字符串常量池化(也稱爲字符串標準化)是一個將多個不同,但持有相同內容的String對象歸一爲一個共享的String對象的過程。你可通過自己實現一個Map<String,String>,並將map的值作爲標準化值來達到這一目的(在此過程中可能需要軟引用或弱引用,這取決於你的需求)。或者,你直接使用JDK中自帶的String.intern()方法也可以。

At times of Java 6 using String.intern() was forbidden by many standards due to a high possibility to get an OutOfMemoryException if pooling went out of control. Oracle Java 7 implementation of string pooling was changed considerably. You can look for details in http://bugs.sun.com/view_bug.do?bug_id=6962931 and http://bugs.sun.com/view_bug.do?bug_id=6962930.

很多標準都禁止在Java 6 中使用String.intern()方法,因爲如果字符串常量池化失去控制,那麼就很可能發生OOM。Oracle Java 7 對字符串常量池化的實現進行了大幅修改。你可以在這兩個網站上查找到修改的具體細節:http://bugs.sun.com/view_bug.do?bug_id=6962931http://bugs.sun.com/view_bug.do?bug_id=6962930.

String.intern() in Java 6 (Java 6 中的String.intern())

In those good old days all interned strings were stored in the PermGen – the fixed size part of heap mainly used for storing loaded classes and string pool. Besides explicitly interned strings, PermGen string pool also contained all literal strings earlier used in your program (the important word here is used – if a class or method was never loaded/called, any constants defined in it will not be loaded).
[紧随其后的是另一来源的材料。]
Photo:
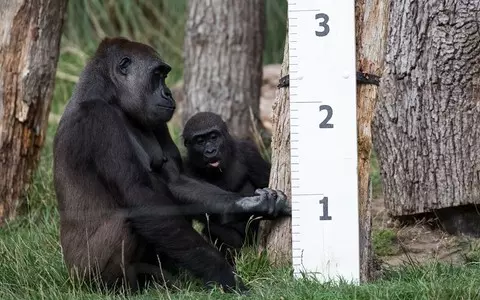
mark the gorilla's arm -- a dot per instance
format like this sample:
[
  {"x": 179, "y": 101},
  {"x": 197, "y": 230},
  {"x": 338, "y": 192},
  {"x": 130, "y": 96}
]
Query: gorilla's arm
[{"x": 266, "y": 202}]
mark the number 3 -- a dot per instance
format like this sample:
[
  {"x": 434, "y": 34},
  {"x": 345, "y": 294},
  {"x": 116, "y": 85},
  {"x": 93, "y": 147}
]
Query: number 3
[{"x": 323, "y": 24}]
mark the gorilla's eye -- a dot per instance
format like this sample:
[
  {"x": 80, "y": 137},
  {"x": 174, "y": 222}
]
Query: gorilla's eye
[
  {"x": 213, "y": 136},
  {"x": 160, "y": 72},
  {"x": 200, "y": 141},
  {"x": 123, "y": 65}
]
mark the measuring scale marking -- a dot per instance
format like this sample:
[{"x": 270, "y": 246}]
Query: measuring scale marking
[{"x": 325, "y": 229}]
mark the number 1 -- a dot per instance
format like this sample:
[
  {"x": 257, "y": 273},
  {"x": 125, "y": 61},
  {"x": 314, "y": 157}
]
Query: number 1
[{"x": 325, "y": 216}]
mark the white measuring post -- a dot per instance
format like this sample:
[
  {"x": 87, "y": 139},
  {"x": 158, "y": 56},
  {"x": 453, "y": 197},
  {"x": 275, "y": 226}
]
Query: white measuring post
[{"x": 325, "y": 220}]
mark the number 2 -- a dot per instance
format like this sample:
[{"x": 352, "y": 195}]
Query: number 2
[
  {"x": 329, "y": 110},
  {"x": 325, "y": 216},
  {"x": 323, "y": 24}
]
之前所有緩存的字符串都存儲在永久代區 —— 堆中一個固定大小的區域,用於存儲已加載的類和字符串常量池。除了那些被顯式緩存的字符串,永久代的字符串常量池也保留了所有先前在程序中用過的字符串字面量(關鍵在於“用過的”—— 如果一個類或方法從未被加載或調用,那麼任何在其中定義的常量都不會被載入)。

The biggest issue with such string pool in Java 6 was its location – the PermGen. PermGen has a fixed size and can not be expanded at runtime. You can set it using -XX:MaxPermSize=N option. As far as I know, the default PermGen size varies between 32M and 96M depending on the platform. You can increase its size, but its size will still be fixed. Such limitation required very careful usage of String.intern – you’d better not intern any uncontrolled user input using this method. That’s why string pooling at times of Java 6 was mostly implemented in the manually managed maps.

Java 6 中這樣的常量池的最大問題就是它所處的位置——永久代區。永久代大小固定,且無法再運行時中動態改變。你可以使用 XX:MaxPermSize=N 選項來設置它的大小。據我所知,永久代區大小從32M到96M不等,具體數值取決於平臺。你可增加永久代區的大小,但是增加後其大小依舊固定。這樣的限制要求人們更加謹慎的使用String.intern()方法——你最好不要用此方法來緩存任何不可控的用戶輸入。這也是爲何當初在Java6中大部分字符串常量池化都是通過手動創建map來實現的原因。

String.intern() in Java 7 (Java 7 中的String.intern())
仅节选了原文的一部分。